Midsommar - 6/31 Days of Halloween 2020
Have you ever wanted to try LSD or other mind-altering drugs but were too afraid to go through with it? What if I told you it was possible to get the experience without any of the risk? Interested?
Cool. We can continue.
Today's film was another recommendation from a friend, albeit a different one this time, and man the two recommendations couldn't possibly be any more different if they tried.
I'll admit this one's a bit outside my wheelhouse, so I was a little hesitant going in, particularly when I saw the two-and-a-half-hours run time. Well, tourists, I hope you've cleared some time on your schedule, because we're taking a wild trip with 2019's Midsommar.
As our film opens, we find a young woman named Dani, who is in obvious distress as she's received a troubling, cryptic email from her sister. Her boyfriend, Christian, tries to reassure her and returns to socializing with his friends, who urge him to break up with Dani as their relationship has been troubled for the past year. Dani calls back, screaming, because firefighters have just discovered her parents and sister, dead by carbon monoxide poisoning in an obvious murder/suicide. Reluctant to break up with Dani due to her grief and upcoming birthday, Christian invites her along with him and his friends on a trip to visit their friend Pelle's hometown in Sweden for the summer solstice festival.
Almost immediately the Americans are unsettled by the strange life and customs of the community, called the Hårga. They find the locals to be kind and inviting, however, and do their best to acclimate. Unfortunately the idyllic charm of the Hårga is shattered when they witness an appalling and gruesome suicide ritual. Things only go downhill from there as the tourists begin to disappear one by one and tensions rise among those who remain.
Hooooooooo boy! Well... how do I put this?

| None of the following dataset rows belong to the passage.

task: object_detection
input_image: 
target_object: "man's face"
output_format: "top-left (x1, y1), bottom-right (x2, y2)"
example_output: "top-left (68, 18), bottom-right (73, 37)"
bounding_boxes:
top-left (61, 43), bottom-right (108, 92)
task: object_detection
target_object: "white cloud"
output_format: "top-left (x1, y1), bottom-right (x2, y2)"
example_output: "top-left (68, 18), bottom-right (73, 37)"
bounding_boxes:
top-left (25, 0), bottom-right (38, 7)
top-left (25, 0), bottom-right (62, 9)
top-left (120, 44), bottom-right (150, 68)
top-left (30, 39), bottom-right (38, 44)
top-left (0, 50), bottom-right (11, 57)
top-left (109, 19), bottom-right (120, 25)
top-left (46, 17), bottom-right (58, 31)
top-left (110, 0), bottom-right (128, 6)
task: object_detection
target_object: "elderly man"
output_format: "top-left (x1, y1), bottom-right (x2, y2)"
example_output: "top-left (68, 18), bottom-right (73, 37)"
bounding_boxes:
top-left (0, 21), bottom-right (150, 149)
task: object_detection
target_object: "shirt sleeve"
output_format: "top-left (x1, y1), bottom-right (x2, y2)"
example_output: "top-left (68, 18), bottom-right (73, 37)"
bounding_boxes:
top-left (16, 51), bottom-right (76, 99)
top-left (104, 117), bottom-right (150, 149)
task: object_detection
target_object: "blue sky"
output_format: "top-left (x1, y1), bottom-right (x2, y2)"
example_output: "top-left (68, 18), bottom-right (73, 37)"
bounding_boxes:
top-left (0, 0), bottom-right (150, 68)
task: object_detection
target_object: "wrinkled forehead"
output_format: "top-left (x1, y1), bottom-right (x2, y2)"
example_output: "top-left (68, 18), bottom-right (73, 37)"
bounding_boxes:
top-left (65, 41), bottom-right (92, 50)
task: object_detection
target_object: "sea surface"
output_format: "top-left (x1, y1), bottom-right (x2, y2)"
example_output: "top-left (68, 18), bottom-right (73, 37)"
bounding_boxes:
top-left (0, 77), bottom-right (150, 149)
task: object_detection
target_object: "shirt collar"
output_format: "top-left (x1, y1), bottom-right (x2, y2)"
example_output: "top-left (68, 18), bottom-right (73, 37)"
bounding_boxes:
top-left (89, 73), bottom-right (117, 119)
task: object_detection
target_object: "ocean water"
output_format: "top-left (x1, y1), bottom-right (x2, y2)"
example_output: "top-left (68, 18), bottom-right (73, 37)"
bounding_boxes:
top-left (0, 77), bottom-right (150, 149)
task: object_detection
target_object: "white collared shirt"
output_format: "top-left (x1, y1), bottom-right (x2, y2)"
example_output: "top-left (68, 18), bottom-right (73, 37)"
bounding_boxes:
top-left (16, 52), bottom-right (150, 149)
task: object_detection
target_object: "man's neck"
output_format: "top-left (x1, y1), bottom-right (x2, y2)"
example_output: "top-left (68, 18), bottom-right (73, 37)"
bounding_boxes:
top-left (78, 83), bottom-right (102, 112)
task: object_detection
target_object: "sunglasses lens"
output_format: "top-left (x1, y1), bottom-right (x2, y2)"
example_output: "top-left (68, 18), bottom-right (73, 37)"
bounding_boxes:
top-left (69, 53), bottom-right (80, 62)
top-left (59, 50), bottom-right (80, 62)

Midsommar felt like watching one of Alejandro Jodorowsky's wet dreams. Remember how I said it was like an acid trip without the drugs? I meant it. You'll need a keen eye to catch some of the strange and unnerving (but subtle) visual effects, so put down your phone and pay attention. Blink and you literally might miss something. This is most certainly an arthouse film, and definitely not a traditional horror film. There are no hockey masks and razor gloves to be found in the Hårga. It's far far more diabolical, let me assure you.
From the moment the tourists arrived, I knew the locals weren't your typical tree-loving, stoner hippies. My cult sense was tingling from the moment the first Swedish syllable was uttered. One of the characters references Waco, and they wouldn't be too far off. If there's one thing Midsommar does correctly and does quite well, it's establishing humans as monsters. It's often said that the best villains are those who do not believe they are evil, and while I personally disagree, the people of the Hårga do fit the bill.

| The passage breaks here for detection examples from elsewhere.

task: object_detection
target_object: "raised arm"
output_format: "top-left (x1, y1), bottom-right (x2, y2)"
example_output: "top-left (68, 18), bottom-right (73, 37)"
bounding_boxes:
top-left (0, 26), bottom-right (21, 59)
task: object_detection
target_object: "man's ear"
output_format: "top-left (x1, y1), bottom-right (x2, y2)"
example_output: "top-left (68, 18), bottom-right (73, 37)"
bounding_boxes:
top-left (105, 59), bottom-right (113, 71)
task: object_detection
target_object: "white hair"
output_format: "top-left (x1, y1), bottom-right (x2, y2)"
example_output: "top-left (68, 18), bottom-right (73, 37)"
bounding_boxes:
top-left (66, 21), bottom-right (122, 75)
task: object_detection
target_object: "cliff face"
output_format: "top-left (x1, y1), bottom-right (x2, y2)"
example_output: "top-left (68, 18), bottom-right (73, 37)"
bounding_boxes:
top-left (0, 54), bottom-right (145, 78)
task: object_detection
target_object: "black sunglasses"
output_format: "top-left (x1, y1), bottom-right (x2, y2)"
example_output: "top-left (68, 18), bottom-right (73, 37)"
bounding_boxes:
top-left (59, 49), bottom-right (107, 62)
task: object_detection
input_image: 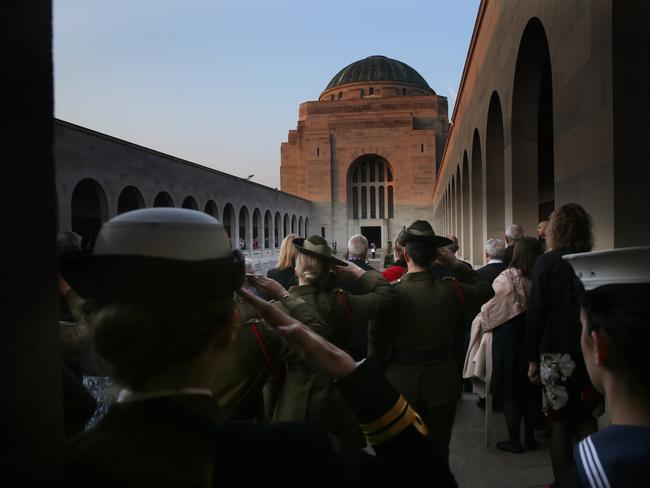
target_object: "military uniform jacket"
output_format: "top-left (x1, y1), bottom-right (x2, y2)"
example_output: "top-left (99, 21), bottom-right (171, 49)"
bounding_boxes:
top-left (273, 271), bottom-right (396, 445)
top-left (67, 360), bottom-right (456, 488)
top-left (368, 266), bottom-right (494, 409)
top-left (211, 296), bottom-right (327, 420)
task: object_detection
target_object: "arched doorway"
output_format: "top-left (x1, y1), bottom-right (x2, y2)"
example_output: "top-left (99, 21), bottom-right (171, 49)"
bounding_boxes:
top-left (153, 191), bottom-right (174, 207)
top-left (485, 92), bottom-right (506, 239)
top-left (512, 18), bottom-right (555, 232)
top-left (264, 210), bottom-right (274, 249)
top-left (347, 154), bottom-right (395, 248)
top-left (222, 203), bottom-right (238, 249)
top-left (253, 208), bottom-right (263, 250)
top-left (204, 200), bottom-right (219, 220)
top-left (70, 179), bottom-right (108, 251)
top-left (181, 197), bottom-right (199, 210)
top-left (461, 151), bottom-right (472, 259)
top-left (471, 129), bottom-right (484, 265)
top-left (273, 212), bottom-right (284, 249)
top-left (239, 206), bottom-right (252, 251)
top-left (117, 186), bottom-right (144, 214)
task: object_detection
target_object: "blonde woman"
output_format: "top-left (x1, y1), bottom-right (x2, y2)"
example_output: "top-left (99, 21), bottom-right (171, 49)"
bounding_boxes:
top-left (248, 235), bottom-right (396, 446)
top-left (526, 203), bottom-right (597, 479)
top-left (266, 234), bottom-right (298, 289)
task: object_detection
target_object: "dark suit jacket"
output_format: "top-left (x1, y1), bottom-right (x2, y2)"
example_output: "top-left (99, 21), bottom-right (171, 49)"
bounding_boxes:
top-left (67, 360), bottom-right (456, 488)
top-left (266, 266), bottom-right (298, 290)
top-left (503, 244), bottom-right (515, 267)
top-left (476, 263), bottom-right (508, 285)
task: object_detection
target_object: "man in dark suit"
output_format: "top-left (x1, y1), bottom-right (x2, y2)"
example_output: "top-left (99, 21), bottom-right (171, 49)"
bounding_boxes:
top-left (476, 239), bottom-right (508, 285)
top-left (503, 224), bottom-right (524, 267)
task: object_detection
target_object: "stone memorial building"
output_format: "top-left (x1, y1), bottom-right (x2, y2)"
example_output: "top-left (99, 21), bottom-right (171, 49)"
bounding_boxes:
top-left (280, 56), bottom-right (449, 249)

Midsommar is not for the faint of heart or the weak of stomach. While almost completely devoid of jump scares, the film does contain gore that rivals even the Saw franchise in its grotesqueness. Considering the budget, some of the practical gore effects are quite impressive and would probably have industry greats like Tom Savini and Gregg Nicotero cheering in their seats. This movie is equal parts body horror and psychological thriller, and at times it's hard to determine which of those elements is more unsettling. Whatever you do, put the children to bed before putting this film on.

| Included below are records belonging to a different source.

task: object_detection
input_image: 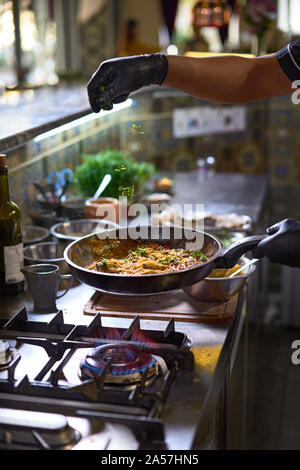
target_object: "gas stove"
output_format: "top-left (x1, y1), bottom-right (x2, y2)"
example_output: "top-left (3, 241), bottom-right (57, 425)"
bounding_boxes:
top-left (0, 308), bottom-right (194, 450)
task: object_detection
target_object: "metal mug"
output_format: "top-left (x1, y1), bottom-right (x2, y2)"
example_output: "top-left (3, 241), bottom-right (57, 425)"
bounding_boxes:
top-left (22, 264), bottom-right (73, 313)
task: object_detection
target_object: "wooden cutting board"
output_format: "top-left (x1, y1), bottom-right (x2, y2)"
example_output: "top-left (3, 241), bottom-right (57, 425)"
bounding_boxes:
top-left (84, 291), bottom-right (238, 324)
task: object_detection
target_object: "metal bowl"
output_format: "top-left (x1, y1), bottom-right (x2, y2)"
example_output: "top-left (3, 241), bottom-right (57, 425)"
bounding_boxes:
top-left (50, 219), bottom-right (118, 242)
top-left (184, 256), bottom-right (256, 302)
top-left (24, 242), bottom-right (70, 274)
top-left (22, 225), bottom-right (50, 245)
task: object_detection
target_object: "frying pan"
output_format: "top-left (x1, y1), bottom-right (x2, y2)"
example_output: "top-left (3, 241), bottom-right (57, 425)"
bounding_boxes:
top-left (64, 226), bottom-right (265, 297)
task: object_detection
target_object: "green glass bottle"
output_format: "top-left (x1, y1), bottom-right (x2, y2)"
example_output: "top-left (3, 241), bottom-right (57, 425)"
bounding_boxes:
top-left (0, 155), bottom-right (24, 294)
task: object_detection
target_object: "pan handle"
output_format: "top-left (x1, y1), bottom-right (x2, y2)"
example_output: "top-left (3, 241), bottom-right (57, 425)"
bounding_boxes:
top-left (215, 235), bottom-right (268, 269)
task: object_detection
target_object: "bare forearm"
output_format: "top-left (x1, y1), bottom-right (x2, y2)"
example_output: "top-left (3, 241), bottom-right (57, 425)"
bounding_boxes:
top-left (164, 55), bottom-right (293, 103)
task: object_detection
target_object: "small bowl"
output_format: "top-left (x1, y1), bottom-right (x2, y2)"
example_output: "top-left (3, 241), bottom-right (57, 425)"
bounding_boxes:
top-left (28, 209), bottom-right (57, 229)
top-left (61, 198), bottom-right (85, 220)
top-left (84, 197), bottom-right (119, 222)
top-left (184, 257), bottom-right (256, 302)
top-left (22, 225), bottom-right (50, 245)
top-left (50, 219), bottom-right (118, 243)
top-left (24, 242), bottom-right (70, 274)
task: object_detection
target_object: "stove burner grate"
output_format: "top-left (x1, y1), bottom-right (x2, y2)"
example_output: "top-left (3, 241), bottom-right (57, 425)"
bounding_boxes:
top-left (80, 342), bottom-right (158, 384)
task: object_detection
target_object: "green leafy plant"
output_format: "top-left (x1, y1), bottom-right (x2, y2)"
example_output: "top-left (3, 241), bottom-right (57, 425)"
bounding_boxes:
top-left (132, 124), bottom-right (144, 135)
top-left (75, 150), bottom-right (155, 198)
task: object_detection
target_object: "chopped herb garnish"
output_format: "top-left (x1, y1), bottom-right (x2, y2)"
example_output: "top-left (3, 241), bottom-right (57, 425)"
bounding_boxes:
top-left (136, 246), bottom-right (148, 256)
top-left (99, 259), bottom-right (108, 269)
top-left (159, 258), bottom-right (170, 265)
top-left (119, 186), bottom-right (135, 200)
top-left (132, 124), bottom-right (144, 135)
top-left (115, 165), bottom-right (127, 173)
top-left (192, 250), bottom-right (207, 261)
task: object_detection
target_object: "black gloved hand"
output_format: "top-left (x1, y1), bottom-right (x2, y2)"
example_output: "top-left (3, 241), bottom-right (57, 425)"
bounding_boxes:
top-left (252, 219), bottom-right (300, 268)
top-left (88, 54), bottom-right (168, 113)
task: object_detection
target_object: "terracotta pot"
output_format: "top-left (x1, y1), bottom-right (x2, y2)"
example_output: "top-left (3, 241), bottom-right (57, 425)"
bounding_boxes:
top-left (84, 197), bottom-right (119, 223)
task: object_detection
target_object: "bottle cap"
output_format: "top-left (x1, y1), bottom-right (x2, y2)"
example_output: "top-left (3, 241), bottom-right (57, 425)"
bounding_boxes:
top-left (0, 153), bottom-right (7, 168)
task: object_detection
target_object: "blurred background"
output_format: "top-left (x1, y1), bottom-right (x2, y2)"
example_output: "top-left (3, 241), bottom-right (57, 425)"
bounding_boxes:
top-left (0, 0), bottom-right (300, 448)
top-left (0, 0), bottom-right (300, 87)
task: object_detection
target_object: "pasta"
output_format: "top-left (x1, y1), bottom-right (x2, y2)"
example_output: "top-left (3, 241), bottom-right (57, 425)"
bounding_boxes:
top-left (88, 240), bottom-right (207, 276)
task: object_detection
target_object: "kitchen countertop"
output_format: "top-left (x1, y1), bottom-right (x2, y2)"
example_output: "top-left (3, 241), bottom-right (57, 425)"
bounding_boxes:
top-left (169, 171), bottom-right (268, 224)
top-left (0, 172), bottom-right (267, 450)
top-left (0, 85), bottom-right (91, 151)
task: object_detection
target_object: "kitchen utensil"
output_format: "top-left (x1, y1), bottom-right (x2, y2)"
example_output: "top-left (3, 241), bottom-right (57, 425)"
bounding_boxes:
top-left (93, 174), bottom-right (111, 199)
top-left (184, 257), bottom-right (256, 302)
top-left (229, 258), bottom-right (259, 279)
top-left (84, 197), bottom-right (120, 223)
top-left (48, 168), bottom-right (73, 200)
top-left (64, 226), bottom-right (265, 296)
top-left (50, 219), bottom-right (117, 242)
top-left (22, 264), bottom-right (73, 313)
top-left (22, 225), bottom-right (50, 245)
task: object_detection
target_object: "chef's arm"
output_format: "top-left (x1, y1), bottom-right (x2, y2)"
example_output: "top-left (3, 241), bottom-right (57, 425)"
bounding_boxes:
top-left (164, 54), bottom-right (295, 103)
top-left (88, 40), bottom-right (300, 113)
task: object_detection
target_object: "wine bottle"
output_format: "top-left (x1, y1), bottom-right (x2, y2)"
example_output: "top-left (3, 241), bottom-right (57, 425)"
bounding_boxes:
top-left (0, 155), bottom-right (24, 294)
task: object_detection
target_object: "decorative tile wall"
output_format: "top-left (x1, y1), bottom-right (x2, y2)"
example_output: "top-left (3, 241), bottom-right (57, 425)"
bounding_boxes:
top-left (7, 87), bottom-right (300, 226)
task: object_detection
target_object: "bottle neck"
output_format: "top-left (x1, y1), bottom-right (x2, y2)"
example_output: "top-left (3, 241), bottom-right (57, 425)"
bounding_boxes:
top-left (0, 167), bottom-right (9, 205)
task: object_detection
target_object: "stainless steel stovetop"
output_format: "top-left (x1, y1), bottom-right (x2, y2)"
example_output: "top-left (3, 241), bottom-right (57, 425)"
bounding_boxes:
top-left (0, 308), bottom-right (198, 449)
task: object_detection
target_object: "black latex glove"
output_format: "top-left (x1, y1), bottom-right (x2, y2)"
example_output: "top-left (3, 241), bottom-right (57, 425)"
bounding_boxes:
top-left (88, 54), bottom-right (168, 113)
top-left (253, 219), bottom-right (300, 268)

So you're probably wondering my verdict. Honestly, I'm divided. If I had to sum the movie up in just one sentence, it would be that Midsommar is the longest and weirdest breakup movie ever made. Midsommar is most definitely not my cup of tea, but I'll admit that it does what it set out to do well, especially on a budget of only 9 million dollars. It's disgusting, it's perverted, it's sinister, and above all... it's un-fucking-settling. If you have the stomach for it and find sex/death cults fascinating, or if you just like weird white people being weird white people, then give Midsommar a shot. Just don't say I didn't warn you.